Trotzdem kann Băsescu das Ergebnis kaum als Sieg verbuchen, meinen Kommentatoren und fordern eine Chance für neue und glaubwürdigere Politiker.
Dilema Veche: Entscheidung für oder gegen ein Leben nach demokratischen Regeln; Rumänien
Nach Angaben der Wahlleitung haben sich rund 46 Prozent der Rumänen an der Volksabstimmung beteiligt. Damit wäre das nötige Quorum nicht erreicht und Băsescu könnte im Amt bleiben. Doch eigentlich geht es in diesen Wochen in Rumänien nicht um Băsescu, sondern um die politische Kultur des Landes, meint die Wochenzeitung Dilema Veche: "Traian Băsescu wusste nicht, wie er sich als Präsident in seinem hohen Amt benehmen sollte. Und dennoch: Es gab keinen Beweis, dass er die Verfassung schwerwiegend verletzt hatte. Im Gegenzug aber haben Regierung und die Mehrheit der Parlamentarier die Prinzipien des Rechtsstaats sehr wohl verletzt. [...] Beim Referendum ging es nicht um eine Wahl für oder gegen Băsescu, sondern um die Entscheidung für oder gegen ein Leben nach demokratischen Regeln. Ganz gleich, wie das Schlussergebnis genau aussieht, fest steht, dass wir neue Politiker bräuchten, die die Institutionen respektieren. Doch die haben wir bislang nicht. Bis dahin wird die Krise weitergehen, und wir werden uns in ausgeklügelten Meinungen verlieren, statt die Fakten zu sehen: Dass wir ein Problem mit der politischen Kultur haben." (30.07.2012)
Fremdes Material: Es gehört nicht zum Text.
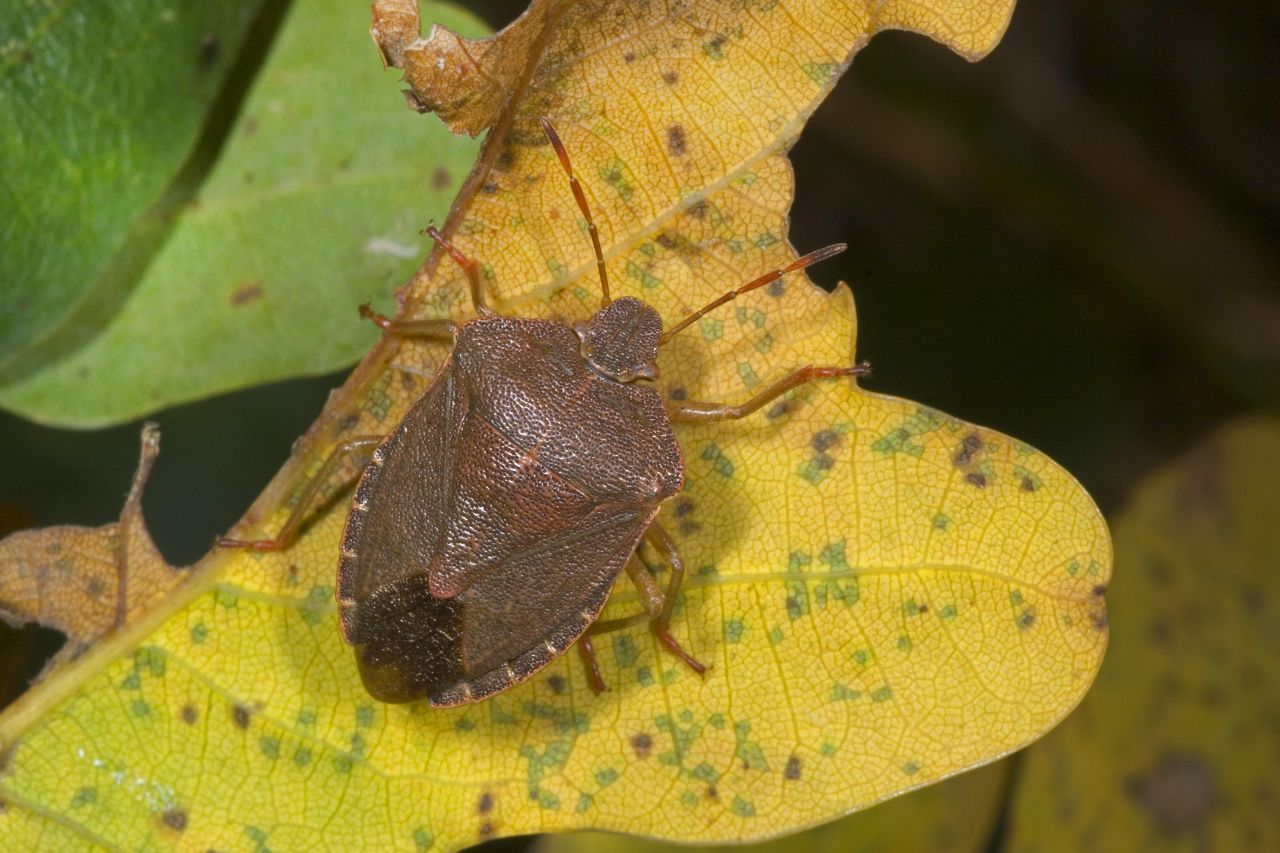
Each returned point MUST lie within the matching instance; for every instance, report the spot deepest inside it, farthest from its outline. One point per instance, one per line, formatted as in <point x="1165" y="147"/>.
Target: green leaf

Deutsche Welle: Es ist höchste Zeit, dass sich alte Cliquen in Rumänien verabschieden; Deutschland
Rumäniens Staatschef Traian Băsescu bleibt wohl im Amt, weil sich zu wenig Rumänen am Referendum zu seiner Amtsenthebung beteiligten. Von den Teilnehmern stimmten rund 80 Prozent gegen Băsescu. Das Staatsoberhaupt sollte den Weg für vorgezogene Präsidentschaftswahlen frei machen, meint Robert Schwartz auf dem Internetportal der Deutschen Welle: "Der alte Staatschef kehrt zwar in seinen Palast zurück, doch anders als beim Referendum 2007 ist seine Macht geschwächt. Eine Zusammenarbeit mit der sozial-liberalen Regierung [...] ist quasi unmöglich. Eine Fortsetzung der politischen Krise aber würde Rumänien in einen gefährlichen Strudel hineinziehen, aus dem auch der alte Seefahrer Basescu [...] keinen Ausweg finden würde. Damit das Land wieder in ruhigeres Fahrwasser gerät, gibt es für Basescu praktisch nur noch eine Möglichkeit: siegestrunken abtreten und Platz machen für vorgezogene Präsidentschaftswahlen im Herbst 2012, zeitgleich mit den vorgesehenen Parlamentswahlen. Es ist höchste Zeit, dass sich in Rumänien [...] die alten politischen Cliquen verabschieden. Junge und glaubwürdige Politiker müssen eine reale Chance bekommen, damit in Rumänien Demokratie und europäische Werte auch nach diesem absurden Sommertheater weiterhin Bestand haben." (30.07.2012)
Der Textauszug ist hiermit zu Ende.